We highlighted to services and commissioners:
- The complexity of services for GMFCS III – V.
- The specialist nature of needs including orthopaedic interventions for children with spasticity.
- the needs of GMFCS level I & II at present unmet but more visible of planning.
Key learning points
- The original mapping of services included parents, health professionals and commissioners. This led to the establishment of the desired care pathway and Network which continues to evolve. Involving parents has helped to ground the work in reality and the memorable talks delivered by parents and young adults who use the services have helped drive change.
- Uptake of postural management workshops was poor and yet another demand on parents busy lives. In response to this we involved parents and children in making four videos about postural care. This allows parents and carers to access the information at their convenience.

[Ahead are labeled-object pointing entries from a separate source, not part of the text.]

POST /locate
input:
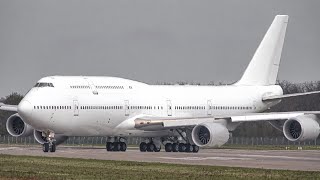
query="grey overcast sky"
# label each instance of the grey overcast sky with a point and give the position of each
(150, 41)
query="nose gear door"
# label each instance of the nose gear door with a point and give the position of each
(76, 108)
(169, 108)
(209, 104)
(126, 108)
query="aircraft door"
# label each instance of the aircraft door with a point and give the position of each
(76, 108)
(92, 87)
(169, 108)
(126, 108)
(209, 107)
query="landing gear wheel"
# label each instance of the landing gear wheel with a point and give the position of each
(195, 148)
(151, 147)
(175, 147)
(109, 146)
(45, 147)
(53, 147)
(168, 147)
(123, 146)
(116, 146)
(182, 147)
(157, 149)
(189, 148)
(143, 147)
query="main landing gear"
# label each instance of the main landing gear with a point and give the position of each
(50, 144)
(149, 147)
(181, 147)
(116, 144)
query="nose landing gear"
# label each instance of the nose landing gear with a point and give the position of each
(116, 144)
(50, 144)
(152, 145)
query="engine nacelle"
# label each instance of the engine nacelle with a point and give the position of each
(17, 127)
(41, 139)
(301, 128)
(210, 135)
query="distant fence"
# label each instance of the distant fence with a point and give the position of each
(99, 141)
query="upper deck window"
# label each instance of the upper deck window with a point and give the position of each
(44, 85)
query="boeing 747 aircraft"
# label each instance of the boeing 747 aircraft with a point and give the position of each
(181, 118)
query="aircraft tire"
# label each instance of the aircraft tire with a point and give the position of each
(45, 147)
(175, 147)
(123, 146)
(168, 147)
(143, 147)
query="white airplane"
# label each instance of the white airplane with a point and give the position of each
(182, 118)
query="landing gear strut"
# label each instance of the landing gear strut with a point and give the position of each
(152, 146)
(50, 144)
(181, 147)
(116, 144)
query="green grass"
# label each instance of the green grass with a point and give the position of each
(270, 147)
(26, 167)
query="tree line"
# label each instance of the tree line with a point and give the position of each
(247, 129)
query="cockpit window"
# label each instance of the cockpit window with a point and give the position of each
(44, 85)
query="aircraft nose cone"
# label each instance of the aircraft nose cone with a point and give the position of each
(25, 110)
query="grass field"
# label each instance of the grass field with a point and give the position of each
(26, 167)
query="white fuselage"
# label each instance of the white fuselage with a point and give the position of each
(96, 106)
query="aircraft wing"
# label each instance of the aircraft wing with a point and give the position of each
(157, 123)
(6, 107)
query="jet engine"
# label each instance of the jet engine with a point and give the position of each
(210, 135)
(300, 128)
(17, 127)
(41, 139)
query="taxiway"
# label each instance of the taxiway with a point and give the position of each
(306, 160)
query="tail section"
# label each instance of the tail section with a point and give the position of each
(264, 66)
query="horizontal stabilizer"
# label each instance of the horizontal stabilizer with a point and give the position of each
(5, 107)
(277, 97)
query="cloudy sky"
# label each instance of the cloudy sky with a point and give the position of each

- Parents experience of the dedicated radiology service has been very positive and the reporting of HMP has been more thorough and consistent. The team have shared their experiences with colleagues across the region.

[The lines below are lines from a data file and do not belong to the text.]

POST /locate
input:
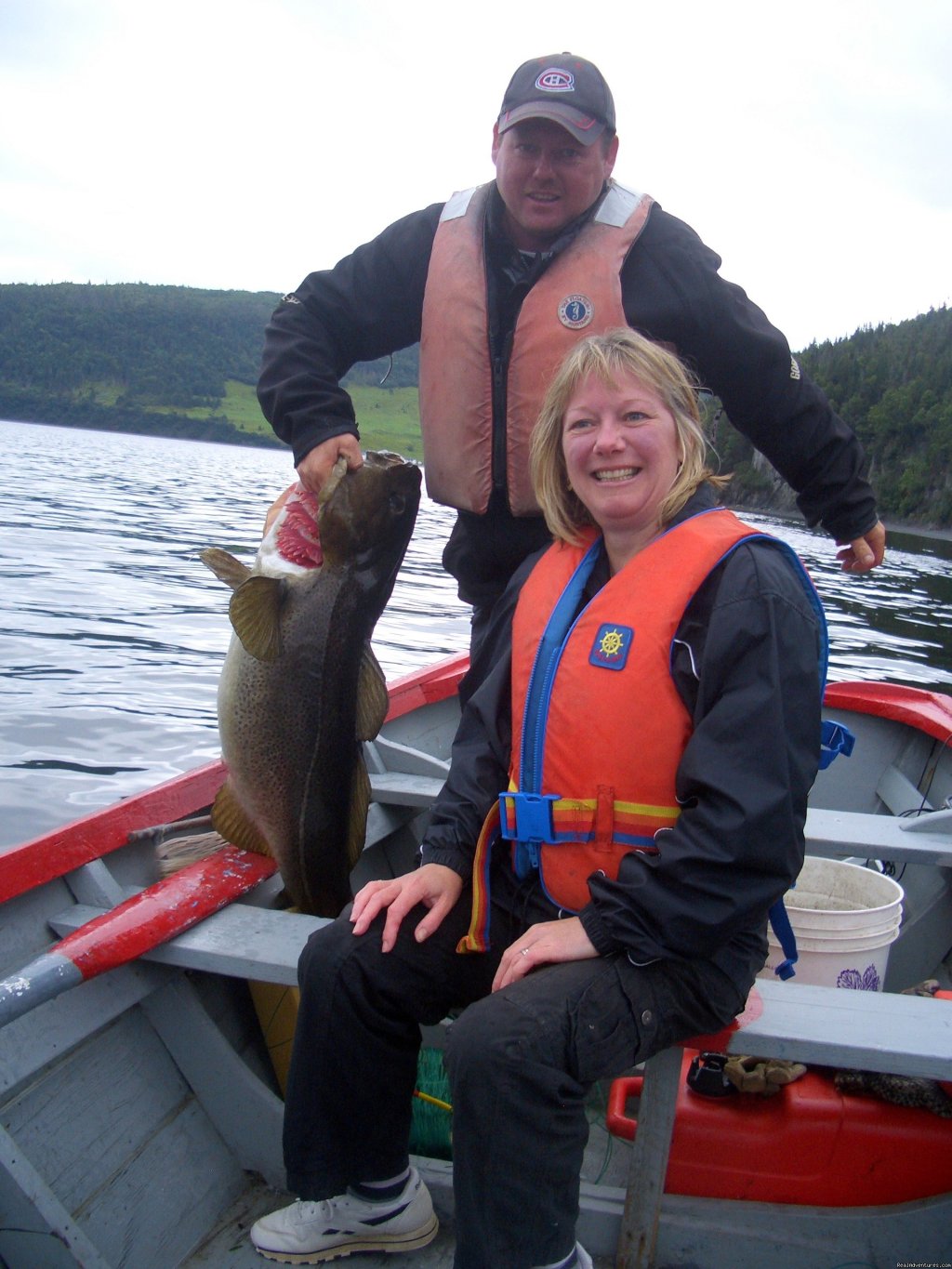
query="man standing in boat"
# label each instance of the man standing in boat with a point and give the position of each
(496, 284)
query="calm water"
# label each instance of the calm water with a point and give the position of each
(113, 633)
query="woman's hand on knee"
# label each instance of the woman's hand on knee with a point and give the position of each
(544, 943)
(434, 886)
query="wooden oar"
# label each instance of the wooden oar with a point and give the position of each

- Through the wider team parents have felt able to give useful feedback about difficulties with access for disabled children.
- The implementation of the joint postural management clinics has enabled improved clinical decision making. Parents have found this joined up work much more effective.
- CPIP assessment has started to highlight earlier intervention using spasticity reducing medications, physiotherapy or botulinum toxin. The physiotherapist has trained in therapeutic injection of botulinum toxin and is working with the specialist orthopaedic surgeon to develop local outpatient injection clinics using local anaesthetic to improve access to this treatment.
- The physiotherapy audit tool for NICE CG145 (Appendix 2) helped to improve the delivery postural management training for carers and parents eventually leading to the creating of the training videos.
- By networking, using common standards (NICE, CPIP and SEN code of practice) and family voice we have enabled service changes and education through local improvement programmes within a present situation of significant financial constraint and in a sustainable way.